= Giannino Caruana Demajo =

Maltese judge

Giannino Caruana Demajo (born February 1958) is a Maltese judge.

==Biography==
The son of Partit Nazzjonalista politician Tommy Caruana Demajo - a minister at the time of Malta's independence in 1964 - Giannino graduated in law (LL.D.) from the University of Malta in 1982.

He obtained a warrant to practise as advocate in the Superior Courts, exercising the profession in private practice until 1994.

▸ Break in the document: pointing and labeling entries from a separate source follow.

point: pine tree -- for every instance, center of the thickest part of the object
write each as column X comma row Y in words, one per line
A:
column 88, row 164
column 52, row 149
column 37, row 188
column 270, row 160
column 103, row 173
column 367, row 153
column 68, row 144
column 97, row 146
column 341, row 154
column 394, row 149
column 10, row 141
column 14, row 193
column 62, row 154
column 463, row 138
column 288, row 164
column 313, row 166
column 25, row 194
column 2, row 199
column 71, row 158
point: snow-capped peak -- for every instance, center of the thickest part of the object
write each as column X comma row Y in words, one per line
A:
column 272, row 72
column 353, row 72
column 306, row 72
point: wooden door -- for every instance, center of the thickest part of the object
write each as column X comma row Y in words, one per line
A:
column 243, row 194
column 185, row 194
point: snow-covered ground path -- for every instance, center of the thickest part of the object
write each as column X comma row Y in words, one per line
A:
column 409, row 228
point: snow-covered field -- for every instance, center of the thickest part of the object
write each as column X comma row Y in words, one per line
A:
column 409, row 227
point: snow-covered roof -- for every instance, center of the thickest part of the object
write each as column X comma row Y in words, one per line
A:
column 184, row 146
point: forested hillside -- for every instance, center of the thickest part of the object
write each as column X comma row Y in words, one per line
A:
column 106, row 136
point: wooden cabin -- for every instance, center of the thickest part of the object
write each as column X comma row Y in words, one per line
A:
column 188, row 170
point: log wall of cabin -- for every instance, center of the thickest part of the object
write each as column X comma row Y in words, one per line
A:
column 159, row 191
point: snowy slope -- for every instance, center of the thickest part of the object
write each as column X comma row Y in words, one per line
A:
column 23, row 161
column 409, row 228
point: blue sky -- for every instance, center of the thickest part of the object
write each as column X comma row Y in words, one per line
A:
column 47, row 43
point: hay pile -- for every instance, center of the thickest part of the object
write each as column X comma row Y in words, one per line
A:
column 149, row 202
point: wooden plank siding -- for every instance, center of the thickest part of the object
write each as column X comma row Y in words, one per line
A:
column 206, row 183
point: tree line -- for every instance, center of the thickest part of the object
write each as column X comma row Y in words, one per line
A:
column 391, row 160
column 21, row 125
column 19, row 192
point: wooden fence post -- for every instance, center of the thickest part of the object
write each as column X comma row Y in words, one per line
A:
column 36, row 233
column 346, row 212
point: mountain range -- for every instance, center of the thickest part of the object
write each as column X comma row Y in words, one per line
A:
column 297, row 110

Caruana Demajo was made lecturer in civil law at the University of Malta in 1989 and head of department of civil law in 1993. In 1992 - 1994 he also chaired the board of a commercial reinsurance company.

In 1997 - 1999 he served as Chair of the Committee of Experts on Efficiency of Justice of the Council of Europe, during which time he advised on the drafting of the Enforcement Code of Bosnia and Herzegovina, the Code of Procedure of Moldova and the Civil Code of Ukraine.

In December 1994 he was appointed Judge of the Superior Courts, sitting in the First Hall of the Civil Court, a first-instance court with jurisdiction also on human rights cases.

He is Senior Administrative Judge since 2007 and vice-chair of the Judicial Studies Board since 2009.

In 2010 he was deemed the favourite of Justice Minister Karmenu Mifsud Bonnici to succeed to Vincent A. De Gaetano as Chief Justice of Malta, but Prime Minister Lawrence Gonzi preferred to him the outsider Silvio Camilleri.

Since 2011 Caruana Demajo sits in the Constitutional Court.

He is set to retire in February 2026, upon turning 68.